Если не существует «французскости», то что тогда делает меня французом? Кто я тогда? Неужели я сумасшедший, принявший себя за француза, за корсиканца, за турка?

NZZ: Тот, кто следит за вашей речью, заметит: Вы работаете над историей культуры ускользания. Это направление стало набирать ход в ХХ веке: люди увидели, как благодаря технологическим инновациям мир изменяется прямо у них на глазах.

Sloterdijk: Вплоть до XIX века временные рамки любых изменений были намного шире, нежели история жизни отдельно взятого человека. В этом отношении кому-то вообще не было дела до всеобщих течений. В ХХ веке этот фильтр вечности, что так долго обеспечивал стабильность картины мира, постепенно выходит из строя. И это феномен, присущий исключительно эпохе модерна: трансформационные процессы настолько ускорились, что их становится слишком много для жизни отдельно взятого человека.

NZZ: Означает ли это, что биографии одиночек все больше сближаются со всеобщей историей?

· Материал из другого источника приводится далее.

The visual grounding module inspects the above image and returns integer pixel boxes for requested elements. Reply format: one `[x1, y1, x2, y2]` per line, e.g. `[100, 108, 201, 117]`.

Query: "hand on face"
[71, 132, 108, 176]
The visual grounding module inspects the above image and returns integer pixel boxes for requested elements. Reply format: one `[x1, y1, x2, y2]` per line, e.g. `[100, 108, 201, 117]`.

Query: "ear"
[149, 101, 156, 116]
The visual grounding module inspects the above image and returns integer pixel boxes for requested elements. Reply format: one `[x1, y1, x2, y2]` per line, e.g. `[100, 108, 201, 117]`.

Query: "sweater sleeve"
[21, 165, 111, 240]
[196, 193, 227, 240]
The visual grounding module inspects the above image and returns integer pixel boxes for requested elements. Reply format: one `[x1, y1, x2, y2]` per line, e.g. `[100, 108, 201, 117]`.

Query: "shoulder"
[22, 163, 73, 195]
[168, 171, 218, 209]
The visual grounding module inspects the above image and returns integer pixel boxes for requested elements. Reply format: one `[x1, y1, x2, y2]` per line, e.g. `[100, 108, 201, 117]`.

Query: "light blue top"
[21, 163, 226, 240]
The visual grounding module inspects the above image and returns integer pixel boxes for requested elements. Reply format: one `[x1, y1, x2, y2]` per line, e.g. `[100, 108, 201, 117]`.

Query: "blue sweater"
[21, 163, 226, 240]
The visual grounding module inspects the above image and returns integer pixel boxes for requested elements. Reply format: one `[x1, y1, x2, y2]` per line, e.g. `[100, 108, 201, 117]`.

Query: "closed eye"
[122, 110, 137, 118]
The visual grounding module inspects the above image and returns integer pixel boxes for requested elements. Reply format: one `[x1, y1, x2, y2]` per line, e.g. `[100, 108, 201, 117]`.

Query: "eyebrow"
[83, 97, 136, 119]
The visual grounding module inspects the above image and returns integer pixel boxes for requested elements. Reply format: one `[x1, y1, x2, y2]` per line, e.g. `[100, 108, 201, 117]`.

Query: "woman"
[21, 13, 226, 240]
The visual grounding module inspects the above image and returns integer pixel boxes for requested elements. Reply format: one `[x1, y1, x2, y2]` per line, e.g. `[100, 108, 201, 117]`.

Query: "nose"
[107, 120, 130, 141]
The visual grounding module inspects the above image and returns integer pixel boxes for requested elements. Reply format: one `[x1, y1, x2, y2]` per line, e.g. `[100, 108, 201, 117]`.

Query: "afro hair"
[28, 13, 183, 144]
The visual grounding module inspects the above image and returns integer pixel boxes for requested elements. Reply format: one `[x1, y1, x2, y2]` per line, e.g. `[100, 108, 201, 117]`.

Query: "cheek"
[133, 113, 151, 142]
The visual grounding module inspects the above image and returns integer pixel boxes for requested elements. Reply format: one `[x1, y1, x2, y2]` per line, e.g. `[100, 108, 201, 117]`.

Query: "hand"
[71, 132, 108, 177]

Sloterdijk: Можно сказать и так. Сегодня дрейф охватывает в том числе и отшельников: он поглощает их даже тогда, когда сами они не двигаются. Впрочем, сам угол, в котором они прячутся, подобен темнице, куда бросают людей, страдающих от недостатка смирения с ускоряющимися переменами. Эта темница не представляет опасности до тех пор, пока ее обитатель признает, что слишком медлителен для этого мира. Отравление наступает тогда, когда медлительность становится слишком навязчивой. Между тем, часть этой темницы населяют так называемые «штурмовики прошлого» [2]: им тоже следует знать меру.

NZZ: Если сместить центр Ваших мыслей к современности, что на самом деле движет людьми сегодня?

Sloterdijk: Я говорю о всеобщей миграционной динамике, которая происходит в несколько этапов. Трансграничный обмен идеями и благами, в том числе и со странами Востока, существовал в Европе уже в Средние века, пусть и в относительно вялой форме. В XVII веке он активизировался благодаря почтовой системе, политике меркантилизма и зарождающейся машинной культуре. Однако только в начале XIX в. начинается новый этап нашей жизни в тех социальных формах, которые можно назвать обществом миграции идей и продуктов. Среди нас начинают, наконец, перемещаться множество истин и товаров, в том числе и чужих, которые постепенно становятся для нас приемлемыми. Просвещение — это культура гостеприимства в отношении идей. За натурализацию этих первых мигрантов в наших головах отвечают университеты и площадки публичных дискуссий, сюда же мы отнесем и потребителей новых благ: стимуляторов, текстиля и печатной продукции. В то же самое время Европа и европеизированная часть мира становятся прибежищем для машин.

NZZ: Разве машины могут быть иммигрантами? Это звучит оригинально, но не очень убедительно.

Sloterdijk: В общепринятом словоупотреблении — нет, но по сути — да. Посмотрите, улицы и парковки современной Германии наполняют порядка 45 млн легковых автомобилей. Сто лет назад их еще не было, сегодня же они повсюду. Очевидно, они являются желанными чужаками — жестяными друзьями, с чьим присутствием мы примирились. Это может зайти настолько далеко, что местные старожилы заработают своего рода диссоциативное расстройство. Когда мы предлагаем другу подвезти его и указываем на припаркованный в конце улицы автомобиль, то говорим: «Я стою вон там!». Если наши сограждане-легковушки получают такой статус, можно считать, что их интеграция удалась на 100%.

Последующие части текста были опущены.